The curious case of the fake Gary Oldman who fooled Hollywood: “Boy, do I have a strange story”
Having been cited as an inspiration and influence by countless actors, who are all immensely talented in their own right, it’s clear that quite a few thespians would love to be Gary Oldman.
Daniel Radcliffe, Christian Bale, Benedict Cumberbatch, Ryan Gosling, Brad Pitt, and Tom Hardy are just a few of the stars who’ve worshipped at the altar of the Academy Award winner and his pain bag, but one unidentified prankster took things several steps further.
In the late 1990s, the leading role in the Andy Kaufman biopic, Man on the Moon, was being chased by several high-profile names.

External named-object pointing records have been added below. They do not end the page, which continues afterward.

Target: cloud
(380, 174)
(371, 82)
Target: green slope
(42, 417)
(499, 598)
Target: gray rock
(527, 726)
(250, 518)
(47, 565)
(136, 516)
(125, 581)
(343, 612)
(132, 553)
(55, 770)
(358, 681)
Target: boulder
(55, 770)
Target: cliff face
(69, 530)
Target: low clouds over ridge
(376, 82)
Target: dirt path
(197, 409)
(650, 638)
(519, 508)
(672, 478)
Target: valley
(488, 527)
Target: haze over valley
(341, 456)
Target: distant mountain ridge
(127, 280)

Edward Norton, John Cusack, Hank Azaria, and Kevin Spacey all either auditioned or screen-tested for the part, which was eventually filled by Jim Carrey, of course.
It’s hard to imagine anyone else headlining the biopic, mostly because the rubber-faced comic went to ridiculous lengths to get into character and stay there, with his method antics pissing a lot of people off. Oldman isn’t necessarily a method actor, but he is committed, and you could kind of see him playing it.

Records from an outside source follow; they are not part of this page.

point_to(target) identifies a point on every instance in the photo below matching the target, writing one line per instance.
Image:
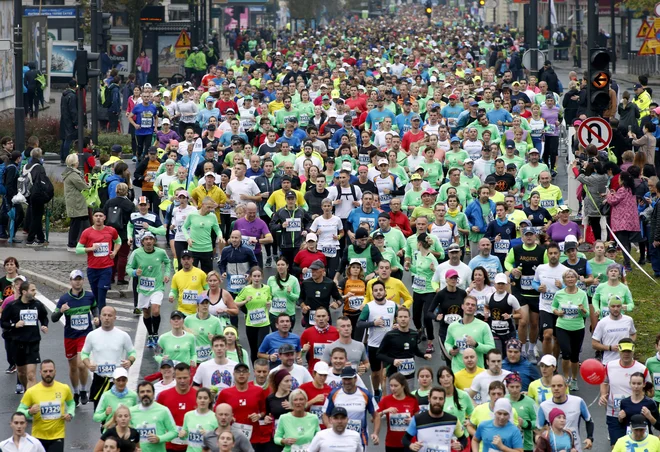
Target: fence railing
(639, 65)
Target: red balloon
(592, 371)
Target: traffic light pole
(95, 65)
(19, 105)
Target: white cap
(119, 372)
(501, 278)
(321, 367)
(548, 360)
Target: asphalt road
(83, 433)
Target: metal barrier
(640, 65)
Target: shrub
(46, 128)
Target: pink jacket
(624, 215)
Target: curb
(55, 284)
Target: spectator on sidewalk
(76, 204)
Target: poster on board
(120, 53)
(6, 56)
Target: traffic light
(102, 26)
(83, 71)
(599, 81)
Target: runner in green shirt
(203, 326)
(199, 421)
(151, 267)
(177, 345)
(153, 421)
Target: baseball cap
(119, 372)
(454, 247)
(317, 265)
(311, 237)
(76, 274)
(286, 348)
(202, 298)
(321, 368)
(177, 314)
(348, 372)
(501, 278)
(548, 360)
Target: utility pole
(19, 105)
(95, 65)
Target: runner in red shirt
(249, 404)
(315, 338)
(317, 391)
(179, 400)
(400, 406)
(101, 243)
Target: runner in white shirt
(494, 372)
(548, 280)
(611, 329)
(20, 441)
(337, 438)
(217, 373)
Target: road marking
(49, 305)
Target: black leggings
(551, 151)
(420, 300)
(256, 335)
(570, 343)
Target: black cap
(177, 314)
(339, 411)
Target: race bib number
(329, 250)
(407, 366)
(203, 353)
(354, 425)
(318, 350)
(570, 312)
(236, 283)
(50, 410)
(257, 316)
(278, 305)
(294, 225)
(105, 370)
(502, 247)
(189, 297)
(80, 322)
(29, 317)
(147, 283)
(146, 121)
(102, 250)
(399, 422)
(354, 303)
(526, 282)
(244, 429)
(145, 430)
(419, 282)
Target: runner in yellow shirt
(50, 405)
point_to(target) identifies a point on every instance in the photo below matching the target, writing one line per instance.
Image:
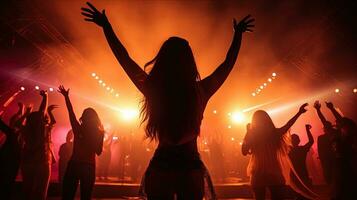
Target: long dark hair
(172, 104)
(91, 122)
(262, 129)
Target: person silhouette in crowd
(65, 153)
(269, 165)
(298, 154)
(325, 146)
(174, 101)
(10, 154)
(88, 141)
(36, 154)
(105, 158)
(346, 151)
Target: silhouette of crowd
(176, 170)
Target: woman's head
(174, 61)
(172, 101)
(261, 121)
(90, 119)
(34, 120)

The most obvious roadblock was that he didn’t test for the picture, but that’s not what Hollywood thought. An impostor submitted a filmed audition as Oldman for Man in the Moon, which came after they’d phoned producer and co-star Danny DeVito, pretending to be Oldman, to ask about a script.

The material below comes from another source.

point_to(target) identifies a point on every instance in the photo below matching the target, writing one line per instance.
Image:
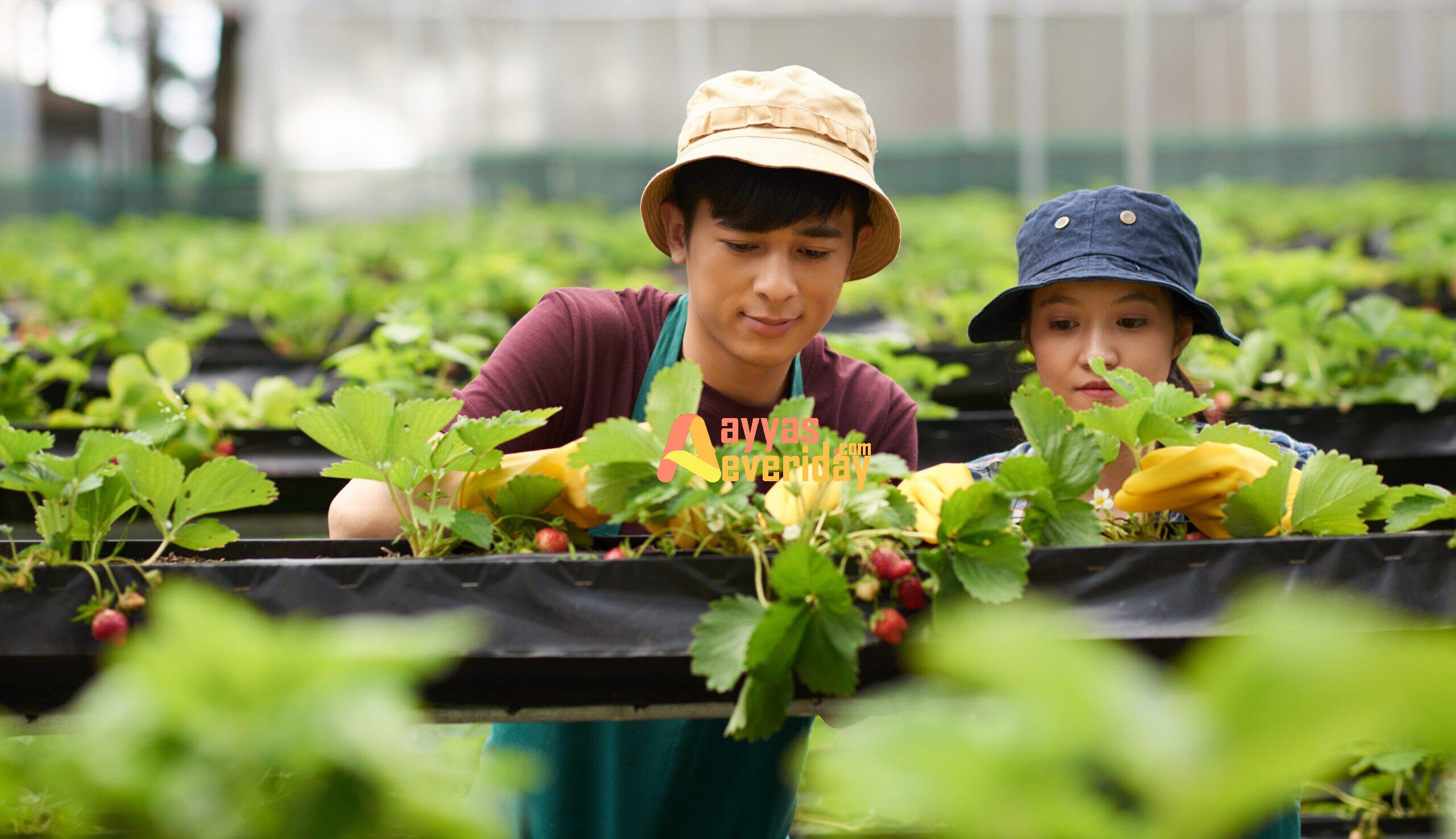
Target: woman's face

Refusing to let it go, the impersonator reached out to director Miloš Forman and casting director Francine Maisler, informing them that he’d fired his agents and needed to be contacted directly. “We got a call from Danny asking to confirm Danny’s London phone number,” the actual Oldman’s actual manager, Douglas Urbanski, recalled. “I said Gary didn’t call Danny, and he doesn’t live in London.”
Maisler admitted that she fell for it and “began having conversations with the man known as Gary Oldman.” The ruse was only truly rumbled when, in what must have been a cosmic coincidence, the genuine article struck up a conversation with Man on the Moon‘s co-writer Larry Karaszewski when their children were playing together.
“Gary Oldman, the real one, calls me at home last Friday and said, ‘Boy, do I have a strange story to tell you,'” Urbanski offered. “The writer kept talking about Gary’s screen test, and Gary finally said, ‘I didn’t do a screen test’. Then, they realised there was another guy pretending to be Gary.”
Despite being officially rumbled, the fake Oldman underlined their credentials as the ultimate chancer by asking for a part in the movie anyway, which they obviously didn’t get. There must have been something about their audition, though, seeing as it managed to fool so many industry veterans for so long.